Пусть серебро легло незримо на ваши долгие года,

друг другу вы необходимы сегодня так же, как всегда!

И пусть на жизненном пути встречались ямы и пригорки,

сумели вместе их пройти вы –

пусть грянет громко снова «Горько!»

Я присоединяюсь к возгласам поздравляющих и прижимаю Коломбину к себе. В руках у матери по-прежнему микрофон, она подходит к краю сцены, где у ступеней стоит отец, и благодарит ведущего и гостей за добрые слова. Протягивает руку навстречу супругу, спускаясь по лестнице, обводит зал польщенной улыбкой… и вдруг застывает, выдохнув растерянно:

– Виктор? – не сумев скрыть ото всех своего изумления.
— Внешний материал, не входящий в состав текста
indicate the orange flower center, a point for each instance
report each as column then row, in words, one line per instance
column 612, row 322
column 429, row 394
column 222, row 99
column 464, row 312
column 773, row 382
Свет ярко зажженных ламп выгодно освещает нас. Мы с Коломбиной вошли в зал несколько минут назад и остаемся стоять, единственные из всех приглашенных не успев занять место за семейным столом, встречая падающее на нас внимание.

Предугадать реакцию матери не сложно, моя Колючка в надежных тисках, и я встречаю это внимание вычурной публики широкой улыбкой, поднимая руку в приветственном жесте:

– Он самый! Любимый сын виновников торжества со своей девушкой. Добрый вечер, уважаемые гости! Добрый вечер, любимые родители! Прошу нас извинить за опоздание, но… Мы ослышались или, кажется, в этом зале прозвучало слово «Горько»?

Я обожаю свою мать. Карловне хватает несколько секунд, чтобы понять промашку и взять ситуацию под контроль, и вот уже отец целует ее, аккуратно касаясь губ, прижимая к себе за талию крупными ладонями, показывая легким поцелуем, легшим на висок, рукой, скользнувшей по бедру, что эта женщина принадлежит ему.

– Горько! – кричу я. «Горько!» – вторит зал, и Коломбина восторженно шепчет под моим подбородком:

– Какие же они оба красивые.

– И счастливые, – поддакиваю я, чувствуя, как неожиданно щемит в груди при взгляде на родителей. – Поверь знающему человеку.

– Прошу, молодые люди! Вот сюда, в центр зала, за праздничный стол наших сегодняшних «молодоженов». Сейчас последует неофициальная часть поздравления, так что поспешите присоединиться!

Распорядитель прокладывает путь к столику, улыбаясь через плечо, а я наклоняюсь к девчонке, чтобы встряхнуть с нее оцепенение.

– Тань, если ты не сойдешь с места, мне придется взять тебя на руки. Я не против, но гвоздь сегодняшней программы не мы. Смелей!

Не только Коломбина напряжена. Карловна тоже подходит к столу деревянной походкой, не спуская с девчонки у моего бока немигающих глаз.

– Мам, Пап, – я встречаю родителей широкими объятьями, заключая в кольцо своих рук. – Поздравляю! Ну вы у меня даете! Я люблю вас, вы же знаете.

– Знаем, – осторожно улыбается отец, поглядывая на мать с замешательством, причину которого я отлично понимаю, и виновато бросает, – Люда?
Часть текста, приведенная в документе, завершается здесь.